そうした天然娘な由梨香を、理数系で冷静な里菜がときに手綱をさばいたりする。
いつしかしっかり者の里菜、天然な由梨香、要領の良い菜穂子、妹キャラの萌々香は「アイドル部の四姉妹」と呼ばれるようになり、
「この四姉妹でユニット組んで売り出したらウケるんちゃう?」
という翔子の思い付きから実際に活動することになり、頭文字を採った「RIMOKANA」というグループ内ユニットで、のちにデビューを果たすことになるのだが、それはさらに先の話である。

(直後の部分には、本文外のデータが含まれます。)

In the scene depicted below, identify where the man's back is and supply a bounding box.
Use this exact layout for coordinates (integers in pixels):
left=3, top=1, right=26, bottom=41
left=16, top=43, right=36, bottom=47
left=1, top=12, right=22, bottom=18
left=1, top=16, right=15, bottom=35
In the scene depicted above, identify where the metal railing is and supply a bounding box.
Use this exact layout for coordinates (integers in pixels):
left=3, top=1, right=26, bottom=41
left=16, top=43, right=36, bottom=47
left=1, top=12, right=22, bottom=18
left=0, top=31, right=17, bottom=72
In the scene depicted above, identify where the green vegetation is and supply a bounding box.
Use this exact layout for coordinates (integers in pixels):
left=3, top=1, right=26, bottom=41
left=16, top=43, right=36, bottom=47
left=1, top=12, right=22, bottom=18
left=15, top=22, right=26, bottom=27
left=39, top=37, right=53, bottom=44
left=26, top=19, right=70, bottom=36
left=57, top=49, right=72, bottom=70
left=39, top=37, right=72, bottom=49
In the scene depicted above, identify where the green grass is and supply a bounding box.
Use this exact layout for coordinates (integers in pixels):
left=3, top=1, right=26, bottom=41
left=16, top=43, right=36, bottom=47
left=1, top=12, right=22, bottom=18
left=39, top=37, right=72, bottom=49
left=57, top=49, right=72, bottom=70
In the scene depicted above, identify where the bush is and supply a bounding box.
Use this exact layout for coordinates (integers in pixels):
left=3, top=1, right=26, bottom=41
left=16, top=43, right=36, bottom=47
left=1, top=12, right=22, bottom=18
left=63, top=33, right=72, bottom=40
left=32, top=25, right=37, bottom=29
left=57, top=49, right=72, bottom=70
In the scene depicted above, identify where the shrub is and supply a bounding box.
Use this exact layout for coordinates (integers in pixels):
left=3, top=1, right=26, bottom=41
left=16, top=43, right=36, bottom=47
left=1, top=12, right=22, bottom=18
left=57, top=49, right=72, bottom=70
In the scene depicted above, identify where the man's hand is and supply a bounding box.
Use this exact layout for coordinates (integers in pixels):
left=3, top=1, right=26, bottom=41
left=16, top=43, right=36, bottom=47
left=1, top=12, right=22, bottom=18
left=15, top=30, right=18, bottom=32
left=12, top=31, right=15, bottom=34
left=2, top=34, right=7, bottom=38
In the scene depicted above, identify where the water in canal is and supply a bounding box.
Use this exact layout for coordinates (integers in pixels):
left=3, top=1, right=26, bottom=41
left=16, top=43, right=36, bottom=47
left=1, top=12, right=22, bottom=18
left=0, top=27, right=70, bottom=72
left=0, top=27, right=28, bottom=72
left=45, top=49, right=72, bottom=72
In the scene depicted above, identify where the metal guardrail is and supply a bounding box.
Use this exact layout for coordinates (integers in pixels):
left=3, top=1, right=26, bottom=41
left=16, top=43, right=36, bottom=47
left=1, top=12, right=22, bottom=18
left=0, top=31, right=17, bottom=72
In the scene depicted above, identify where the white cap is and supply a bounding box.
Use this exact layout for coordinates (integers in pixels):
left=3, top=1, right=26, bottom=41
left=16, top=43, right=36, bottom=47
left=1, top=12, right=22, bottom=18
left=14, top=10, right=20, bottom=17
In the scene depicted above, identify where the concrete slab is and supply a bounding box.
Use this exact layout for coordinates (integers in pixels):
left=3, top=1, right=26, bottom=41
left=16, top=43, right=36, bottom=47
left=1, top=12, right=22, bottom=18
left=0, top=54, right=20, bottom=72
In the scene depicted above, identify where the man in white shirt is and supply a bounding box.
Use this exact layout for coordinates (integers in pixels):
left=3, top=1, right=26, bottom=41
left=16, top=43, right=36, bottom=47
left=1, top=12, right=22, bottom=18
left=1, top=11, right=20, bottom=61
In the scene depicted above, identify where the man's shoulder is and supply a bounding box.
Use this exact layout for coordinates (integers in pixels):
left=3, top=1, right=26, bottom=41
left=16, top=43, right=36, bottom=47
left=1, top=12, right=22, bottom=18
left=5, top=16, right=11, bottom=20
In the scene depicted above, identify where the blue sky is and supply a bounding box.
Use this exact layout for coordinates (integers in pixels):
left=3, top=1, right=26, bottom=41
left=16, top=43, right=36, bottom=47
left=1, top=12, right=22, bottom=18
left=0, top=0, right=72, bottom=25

人見知りの激しかった萌々香だが、しばらくするといつも由梨香の陰にいて、チクチク刺繍を縫っている。
「私、同学年だよね?!」
そう言いながら、だがしかし萌々香が休んで来ていなかったりすると、
「あの子、具合い悪いのかな?」
とついLINEで萌々香の安否を確認し、返信が遅いと気が気でなくなったりもする。
結局刺繍で集中して気づいてなかったり、或いは目が疲れて寝ていたり…ということがあって、由梨香は心配のし損で、
「あの子はほんとに世話が焼けるんだから」
そう言いながらも、悪い気はしていないようであった。